American college basketball coach (born 1942)

Peter James Gaudet (born March 27, 1942) is an American college basketball coach. He played varsity basketball for Iona Prep in 1959 and 1960 before going to Boston University, where he graduated in 1966.

He began his collegiate coaching career as an assistant to Mike Krzyzewski at Army. When Krzyzewski left for Duke in 1980, Gaudet was named his successor as head coach.

After leaving Duke, Gaudet worked as an assistant men's basketball coach for the Vanderbilt Commodores men's basketball program before moving as an assistant to the women's basketball programs at Vanderbilt and Ohio State.

==At Duke==
After leaving the Army program in 1982, Gaudet rejoined his former boss at Duke, serving as Krzyzewski's top assistant from 1982 to 1995. During this time, Gaudet worked alongside current Harvard head coach Tommy Amaker, current ESPN analyst Jay Bilas, current Atlanta Hawks assistant coach Mike Brey, and current Atlanta Hawks head coach Quin Snyder. He helped lead Duke to two NCAA men's championships and seven Final Four appearances. An expert in player development, Gaudet coached eight All-Americans, three National Players of the Year and 12 NBA draft picks.

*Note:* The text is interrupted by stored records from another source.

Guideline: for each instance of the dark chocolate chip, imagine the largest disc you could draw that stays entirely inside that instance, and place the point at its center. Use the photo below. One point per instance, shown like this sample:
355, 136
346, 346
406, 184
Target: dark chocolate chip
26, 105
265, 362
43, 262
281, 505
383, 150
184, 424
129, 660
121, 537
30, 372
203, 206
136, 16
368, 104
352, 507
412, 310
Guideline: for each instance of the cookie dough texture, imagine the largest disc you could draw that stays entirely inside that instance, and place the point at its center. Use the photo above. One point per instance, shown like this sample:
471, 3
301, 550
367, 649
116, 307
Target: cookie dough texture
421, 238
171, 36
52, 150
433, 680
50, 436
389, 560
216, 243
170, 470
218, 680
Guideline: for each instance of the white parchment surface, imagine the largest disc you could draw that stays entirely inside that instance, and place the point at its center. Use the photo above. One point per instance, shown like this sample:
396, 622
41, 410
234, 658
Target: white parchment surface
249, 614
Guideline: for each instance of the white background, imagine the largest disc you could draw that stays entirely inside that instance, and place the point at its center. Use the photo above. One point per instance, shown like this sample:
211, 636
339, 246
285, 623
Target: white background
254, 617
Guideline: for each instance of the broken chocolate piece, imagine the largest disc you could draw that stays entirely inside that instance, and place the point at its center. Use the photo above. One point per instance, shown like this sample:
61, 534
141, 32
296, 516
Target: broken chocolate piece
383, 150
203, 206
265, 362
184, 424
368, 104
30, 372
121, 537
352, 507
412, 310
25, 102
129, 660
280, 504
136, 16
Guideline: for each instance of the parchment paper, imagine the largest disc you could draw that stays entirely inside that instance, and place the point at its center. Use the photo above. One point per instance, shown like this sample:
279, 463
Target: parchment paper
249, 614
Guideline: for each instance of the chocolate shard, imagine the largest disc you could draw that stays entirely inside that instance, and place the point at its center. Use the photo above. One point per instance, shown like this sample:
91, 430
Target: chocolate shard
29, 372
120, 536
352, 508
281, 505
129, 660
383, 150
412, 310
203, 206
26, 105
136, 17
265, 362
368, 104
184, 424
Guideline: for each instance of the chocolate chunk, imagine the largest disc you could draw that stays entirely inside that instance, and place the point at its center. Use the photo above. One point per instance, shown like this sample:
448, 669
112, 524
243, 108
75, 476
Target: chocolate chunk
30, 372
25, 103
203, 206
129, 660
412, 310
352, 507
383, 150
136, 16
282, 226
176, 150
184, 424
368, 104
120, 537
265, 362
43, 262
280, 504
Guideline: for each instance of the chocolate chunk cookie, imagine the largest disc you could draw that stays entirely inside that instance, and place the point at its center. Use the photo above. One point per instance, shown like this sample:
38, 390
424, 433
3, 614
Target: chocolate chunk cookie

When Krzyzewski took a leave of absence in early 1995 due to a back injury, Gaudet was promoted to interim head coach. He inherited a team that had started 9–3, but the team struggled to an eventual record of 13–18 overall and 2–14 in the ACC—still the most losses in school history. Despite Gaudet's interim status, Duke credited the final 19 games of the season to him rather than to Krzyzewski, though Gaudet expresses no regrets or bitterness concerning this.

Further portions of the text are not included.